Among them is Alicia O'Brien, a construction worker in San Francisco. She said she lost her work early in the pandemic, but remained on unemployment to help her three children — all under the age of 12 — with remote education. Because two of them have asthma and can't yet get the COVID-19 vaccine, she kept them home even when the schools returned to in-person instruction.
But with unemployment ending, she said she needs to return to work so she and her fiancé can pay the bills. But she worries about her children's health and whether she'll be able to continue working if their school is shut down because of the latest virus outbreak.
“Unemployment ending is the knife in the chest,” O'Brien said. “It's, ‘Get back to work,' and I don't have a choice.”
In her view, the federal government should extend unemployment aid until children under 12 can get the COVID-19 vaccine.
“I feel very frustrated,” O'Brien said. “The amount of energy and time and life change that every parent has gone through from leaving jobs, staying home 24/7 with their children, not being teachers, trying to do distance learning, trying to help the teachers that are trying to help their child. Why not stretch [unemployment] a little longer?”
Benefits cut could hurt consumer spending
More than half of U.S. states have already cut pandemic unemployment aid, providing a glimpse of what may be in store for the rest of the nation. Twenty-five of those 26 states that reduced benefits starting in June are led by Republican governors, who argued that the enhanced payments were keeping workers on the sidelines.
For now, the results of switching off that aid doesn't bear out such concerns. Instead of supercharging employment, the first 12 states that cut aid have seen, according to one study.
In a recent analysis of 22 states that cut jobless aid in June, only 1 in 8 unemployed workers had found employment by the beginning of August, according to economists at Columbia University, Harvard and other institutions. While that reflects a modest gain, there was a downside: Those states experienced a $2 billion decline in consumer spending due to the loss of jobless aid.
The September 6 cut will likely have a fourfold impact on consumer spending, with a reduction of $8 billion in spending during September and October, the researchers forecast.
The economic rebound may face headwinds due to the loss of unemployment aid flowing to millions of households, noted Stettner of the Century Foundation, who estimates that the expiration will result in a loss of $5 billion in aid that's currently flowing each week to unemployed workers.
“This is money you are taking out of the economy,” he said. “From what we have seen so far, there are other factors that are impacting job seeking,” such as the Delta variant and low vaccination rates in some regions.
More people are expressing hesitancy about returning to work as COVID-19 rates spike.

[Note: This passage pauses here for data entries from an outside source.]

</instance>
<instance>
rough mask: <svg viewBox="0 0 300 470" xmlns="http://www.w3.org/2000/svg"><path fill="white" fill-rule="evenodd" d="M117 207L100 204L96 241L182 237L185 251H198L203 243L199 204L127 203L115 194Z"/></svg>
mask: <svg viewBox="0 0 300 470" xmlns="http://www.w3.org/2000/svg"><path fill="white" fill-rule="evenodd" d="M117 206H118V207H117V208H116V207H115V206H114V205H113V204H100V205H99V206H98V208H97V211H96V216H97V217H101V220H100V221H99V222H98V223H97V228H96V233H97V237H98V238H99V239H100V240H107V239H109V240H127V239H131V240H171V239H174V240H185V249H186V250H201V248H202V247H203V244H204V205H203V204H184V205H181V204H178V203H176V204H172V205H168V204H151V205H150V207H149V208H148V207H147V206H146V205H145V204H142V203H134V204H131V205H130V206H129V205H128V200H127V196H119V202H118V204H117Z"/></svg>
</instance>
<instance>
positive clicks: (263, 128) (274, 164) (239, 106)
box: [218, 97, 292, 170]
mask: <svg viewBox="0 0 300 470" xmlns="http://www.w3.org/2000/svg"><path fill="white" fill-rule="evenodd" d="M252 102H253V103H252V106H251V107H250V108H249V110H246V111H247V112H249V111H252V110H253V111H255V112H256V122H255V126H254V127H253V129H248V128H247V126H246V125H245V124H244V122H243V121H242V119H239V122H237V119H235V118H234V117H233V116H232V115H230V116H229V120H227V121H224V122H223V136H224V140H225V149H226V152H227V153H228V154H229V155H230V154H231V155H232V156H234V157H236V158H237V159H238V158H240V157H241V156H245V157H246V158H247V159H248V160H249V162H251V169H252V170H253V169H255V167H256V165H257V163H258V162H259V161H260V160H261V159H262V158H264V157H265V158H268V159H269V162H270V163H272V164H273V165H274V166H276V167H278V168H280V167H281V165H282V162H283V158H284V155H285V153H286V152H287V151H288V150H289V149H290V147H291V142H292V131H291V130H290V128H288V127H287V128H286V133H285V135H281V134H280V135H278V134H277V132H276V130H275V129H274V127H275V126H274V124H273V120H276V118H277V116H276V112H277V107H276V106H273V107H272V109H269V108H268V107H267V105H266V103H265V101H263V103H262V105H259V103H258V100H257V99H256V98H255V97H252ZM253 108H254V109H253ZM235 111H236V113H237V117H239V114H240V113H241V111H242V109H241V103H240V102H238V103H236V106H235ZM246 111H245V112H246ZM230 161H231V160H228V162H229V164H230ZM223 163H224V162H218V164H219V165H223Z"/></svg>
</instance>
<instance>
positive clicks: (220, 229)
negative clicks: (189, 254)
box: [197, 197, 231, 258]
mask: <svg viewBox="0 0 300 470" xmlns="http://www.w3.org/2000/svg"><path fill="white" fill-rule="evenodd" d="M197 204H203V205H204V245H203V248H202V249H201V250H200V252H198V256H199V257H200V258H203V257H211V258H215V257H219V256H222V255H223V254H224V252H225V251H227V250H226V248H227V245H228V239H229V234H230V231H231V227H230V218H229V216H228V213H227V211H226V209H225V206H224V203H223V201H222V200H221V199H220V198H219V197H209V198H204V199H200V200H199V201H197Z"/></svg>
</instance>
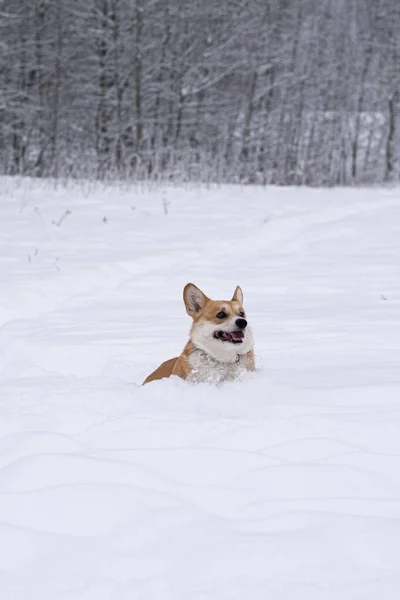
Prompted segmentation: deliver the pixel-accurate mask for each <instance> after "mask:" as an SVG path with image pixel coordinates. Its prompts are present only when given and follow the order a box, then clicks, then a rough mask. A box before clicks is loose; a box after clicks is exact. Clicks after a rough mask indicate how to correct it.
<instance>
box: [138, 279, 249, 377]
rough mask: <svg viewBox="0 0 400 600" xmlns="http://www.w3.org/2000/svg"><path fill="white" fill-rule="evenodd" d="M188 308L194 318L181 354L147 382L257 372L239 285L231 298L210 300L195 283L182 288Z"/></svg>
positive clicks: (230, 376) (158, 370) (170, 360)
mask: <svg viewBox="0 0 400 600" xmlns="http://www.w3.org/2000/svg"><path fill="white" fill-rule="evenodd" d="M183 299H184V302H185V306H186V311H187V313H188V315H189V316H191V317H192V319H193V324H192V328H191V330H190V339H189V342H188V343H187V344H186V346H185V348H184V350H183V352H182V354H181V355H180V356H177V357H176V358H171V359H170V360H167V361H166V362H164V363H162V365H160V366H159V367H158V369H156V370H155V371H154V372H153V373H151V374H150V375H149V376H148V377H147V378H146V379H145V381H144V383H149V382H150V381H154V380H155V379H163V378H164V377H170V376H171V375H177V376H178V377H181V378H182V379H187V380H189V381H192V382H210V383H216V384H218V383H221V382H222V381H228V380H232V379H236V378H237V377H239V376H240V374H241V373H243V372H244V371H254V370H255V366H254V354H253V335H252V333H251V330H250V328H249V327H248V326H247V320H246V318H245V316H246V315H245V312H244V309H243V306H242V303H243V293H242V290H241V289H240V287H239V286H238V287H237V288H236V290H235V293H234V295H233V297H232V300H210V299H209V298H207V296H206V295H205V294H203V292H202V291H201V290H199V288H197V287H196V286H195V285H194V284H193V283H188V284H187V285H186V286H185V289H184V290H183Z"/></svg>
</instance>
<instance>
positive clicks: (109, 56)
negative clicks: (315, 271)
mask: <svg viewBox="0 0 400 600" xmlns="http://www.w3.org/2000/svg"><path fill="white" fill-rule="evenodd" d="M399 57H400V2H399V0H2V2H0V171H1V172H2V173H3V174H10V175H15V174H26V175H31V176H38V177H44V176H46V177H47V176H50V177H61V176H62V177H95V178H99V179H103V178H110V177H118V178H135V179H149V180H161V179H172V180H181V181H182V180H190V181H215V182H244V183H263V184H278V185H336V184H357V183H373V182H383V181H397V180H398V179H399V177H400V164H399V156H400V133H399V131H400V130H399V108H400V92H399V89H400V86H399V84H400V65H399Z"/></svg>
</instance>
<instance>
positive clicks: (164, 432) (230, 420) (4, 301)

About 3.2 million people in early August said they weren't working because they were concerned with contracting COVID-19 or spreading it, an increase of 30% from late July, according to Census Bureau data.
Counting her unemployment aid, Mohar takes home about $1,100 every two weeks, more than what she earned as a graduate assistant, and she credits that financial assistance with helping her and her partner move out of sub-standard housing and to pay their bills.
Even so, they had to spend money they'd socked away to a buy a house in order to stay afloat. She just received a call back for a job application, and hopes that she'll find a job before October. Mohar said, “It is so difficult every day to wake up and just not know if you are going to be able to pay your bills or what will happen.”